OBAMA PLOTTING TO SUSPEND FOOD STAMPS?

WASHINGTON, D.C. – Evidence has surfaced indicating the Obama administration was prepared to suspend all food-stamp payments beginning Nov. 1 in a political move to pressure Republicans in Congress to reopen the government and agree to continued deficit spending.

On Oct. 11, while the government shutdown was in force, the U.S. Department of Agriculture’s Food and Nutrition Service, FNS, notified state directors of the Supplemental Nutrition Assistance Program, SNAP, commonly known as the food stamp program, to suspend transmission of food stamp funds to the Electronic Benefit System, or EBS.

If the Obama administration were willing to issue such a directive in October, will it do so again when the debate over stopping the government and raising the debt ceiling is scheduled to resume in Congress in about three months?

The USDA shutdown letter, dated Oct. 11, first appeared on the website of the Crossroads Urban Center in Salt Lake City and was confirmed as authentic by the Fox affiliate in Salt Lake City in a report published on its website Oct. 14.

“This is going to create a huge hardship for the people we serve here in our food pantry,” Bill Tibbits, the associate director at Crossroads Urban Center told the station.

“What this means if there’s not a deal, if Congress doesn’t reach a deal to get the federal government back up and running, in Utah about 100,000 people won’t get food stamp benefits,” Tibbits said.

“In other words, tens of thousands of Utah families may not be able to feed their children come November,” the station concluded.
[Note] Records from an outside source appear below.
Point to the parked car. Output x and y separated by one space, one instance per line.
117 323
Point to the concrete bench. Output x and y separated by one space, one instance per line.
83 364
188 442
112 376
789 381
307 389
The Obama administration instructed state directors of the SNAP program to take the steps even though the likely consequences were that low-income households with children might not be able to buy food, with the added risk that a sudden suspension of food stamp payments might incite unrest across the nation.

Michigan state budget director John Nixon expressed his alarm to ABC 10 in Ishpeming, Mich. He said that also on the slate for suspension in the case of a government shutdown extending beyond Oct. 15 were food programs in the Woman, Infants and Children feeding program, or WIC, the Temporary Assistance to Needy Families, or TANF, cash-assistance program and the school-lunch program.

Nixon told ABC 10 that he expected WIC would be the first of the nutrition programs to be affected by the government showdown, with Michigan having to suspend nutritional benefits and education for around 200,000 Michigan women and children.

Approximately 20 percent of all American households on food stamps, amounting to 23.1 million households and 47.6 million individuals were recorded to be on the SNAP program as of July.

As WND reported yesterday, chaos erupted in two Louisiana Wal-Mart stores on Oct.14 when a temporary power outage caused the EBT to malfunction.

The computer glitch that affected food stamp shoppers in Louisiana evidently spread across 17 states, leaving millions without “funding” with which to purchase food.

WND also reported yesterday that according to the U.S. Department of Agriculture’s Food and Nutrition Service, the benefit increase granted by the American Recovery and Reinvestment Act of 2009 to help people adversely affected by the recession is scheduled to expire Nov. 1.

The USDA projects that the average monthly food stamp payment of approximately $272 per household will decline in November by $36 for a family of four.

This week, the Federal Business Opportunities website posted a notice that the Federal Protective Service of the Department of Homeland Security was seeking to spend $80 million on hiring private armed guards to protect IRS and other government buildings in upstate New York during evidently anticipated “public demonstrations” and “civil disturbances.”

While DHS did not identify why the request was made, the agency is preparing for potential public protests against the IRS and other government facilities in upstate New York.

According to estimates drawn from the Congressional Budget Office and the Office of Management and Budget, approximately 83 percent of government operations continued, with the shutdown affecting only approximately 17 percent of the federal funds scheduled to be spent during the time the “shutdown” was operative.